歴史

第二のポンペイ?火災を受けた土の中からローマ時代の広場が出現 フランス

 フランス南東部リヨン郊外の建設予定地から、西暦1世紀ごろのローマ帝国時代に作られたモザイクタイルの遺跡が発見された。現地では火災で焼失した広場の跡だとして、ヴェスビオ火山の噴火で地中に埋もれたイタリアの遺跡にちなんで、「小さなポンペイ」と呼んでいる。

 

 遺跡が出土したのは、リヨンから南へ30キロ離れたサント=コロンブ地区。近くを流れるローヌ川の対岸にあるヴィエンヌは、古代ローマ帝国の植民地として栄えた歴史がある都市で、現在も数多くの中世の宗教遺跡が残っている。

 

 今年4月、考古学者ベンジャミン・クレメント氏が率いるチームは、ローヌ川のほとりに位置する5500平方メートルの集合住宅の建設予定地を調査中に、土壌の下にモザイクタイルを敷きつめた建造物の遺跡を発見。調査の結果、西暦1世紀ごろに建てられたローマ時代の商業広場だと判明した。

 

 遺跡全体の広さは1350平方メートルにも及び、考古学チームは両替商や庭園広場、ワイン蔵などほか、哲学堂と見られる建物があったと考えている。

 

 これらの建物は300年ほど使われていたのち、4〜5世紀ごろ起きた二度にわたる火災で焼損。

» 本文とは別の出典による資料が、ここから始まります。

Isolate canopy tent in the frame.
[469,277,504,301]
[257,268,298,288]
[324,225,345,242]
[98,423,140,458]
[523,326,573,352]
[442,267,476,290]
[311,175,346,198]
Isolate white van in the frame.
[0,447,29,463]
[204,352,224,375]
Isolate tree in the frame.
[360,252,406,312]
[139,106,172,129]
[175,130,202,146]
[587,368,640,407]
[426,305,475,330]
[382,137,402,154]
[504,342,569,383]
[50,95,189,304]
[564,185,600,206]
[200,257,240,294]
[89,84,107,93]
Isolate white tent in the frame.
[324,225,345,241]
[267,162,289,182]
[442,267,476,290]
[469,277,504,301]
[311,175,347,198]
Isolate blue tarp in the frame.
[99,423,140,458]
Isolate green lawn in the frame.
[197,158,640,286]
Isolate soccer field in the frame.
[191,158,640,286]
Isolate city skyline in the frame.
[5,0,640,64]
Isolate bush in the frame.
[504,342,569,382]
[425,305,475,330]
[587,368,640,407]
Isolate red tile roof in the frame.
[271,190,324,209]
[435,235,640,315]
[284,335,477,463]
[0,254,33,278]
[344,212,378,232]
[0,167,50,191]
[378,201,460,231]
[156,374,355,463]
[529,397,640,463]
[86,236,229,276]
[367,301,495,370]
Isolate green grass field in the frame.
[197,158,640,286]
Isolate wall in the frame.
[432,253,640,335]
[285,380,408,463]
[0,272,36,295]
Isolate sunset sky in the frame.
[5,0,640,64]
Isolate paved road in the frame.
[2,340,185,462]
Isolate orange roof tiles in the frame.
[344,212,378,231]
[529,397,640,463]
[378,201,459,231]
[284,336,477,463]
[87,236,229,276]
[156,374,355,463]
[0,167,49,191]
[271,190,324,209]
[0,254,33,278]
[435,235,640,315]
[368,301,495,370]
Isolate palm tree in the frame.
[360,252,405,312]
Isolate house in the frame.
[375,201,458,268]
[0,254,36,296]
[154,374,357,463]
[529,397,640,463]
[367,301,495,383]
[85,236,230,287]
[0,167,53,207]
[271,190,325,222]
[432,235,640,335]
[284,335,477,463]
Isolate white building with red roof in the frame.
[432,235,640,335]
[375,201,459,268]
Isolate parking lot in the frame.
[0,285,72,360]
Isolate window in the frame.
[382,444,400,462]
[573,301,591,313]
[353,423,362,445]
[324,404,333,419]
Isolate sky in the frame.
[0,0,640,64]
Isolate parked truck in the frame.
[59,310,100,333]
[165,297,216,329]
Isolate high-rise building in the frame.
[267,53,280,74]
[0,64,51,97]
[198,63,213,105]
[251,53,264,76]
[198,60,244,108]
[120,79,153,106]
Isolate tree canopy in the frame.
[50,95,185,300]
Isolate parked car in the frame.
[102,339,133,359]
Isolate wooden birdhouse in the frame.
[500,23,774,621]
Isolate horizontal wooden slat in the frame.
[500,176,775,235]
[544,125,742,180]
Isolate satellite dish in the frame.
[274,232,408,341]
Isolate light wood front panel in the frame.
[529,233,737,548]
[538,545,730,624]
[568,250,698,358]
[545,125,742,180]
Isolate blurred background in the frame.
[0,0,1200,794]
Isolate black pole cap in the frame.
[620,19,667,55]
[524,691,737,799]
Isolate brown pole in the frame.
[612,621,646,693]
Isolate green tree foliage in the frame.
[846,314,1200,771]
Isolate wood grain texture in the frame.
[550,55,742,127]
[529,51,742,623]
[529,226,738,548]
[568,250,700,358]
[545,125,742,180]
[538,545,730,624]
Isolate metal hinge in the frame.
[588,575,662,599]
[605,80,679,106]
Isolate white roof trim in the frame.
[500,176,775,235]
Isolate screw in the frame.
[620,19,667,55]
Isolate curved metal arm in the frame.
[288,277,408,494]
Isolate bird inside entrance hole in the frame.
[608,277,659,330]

遺跡は、炭化した木の梁やレンガなど大量のガレキの中に埋もれていたことから、チームは「小さなポンペイだ」と呼んでいる。

 

 二度の悲劇にもかかわらず、鮮やかな色を残すモザイクタイルには、神話に登場するワインの神様のバッカス(=ディオニソス)を追いかけまわしていた女の絵などが描かれている。

 

 このモザイクタイルは今後、綺麗に剥がされて保管され、ヴィエンヌ市のローマ文明博物館で展示されるという。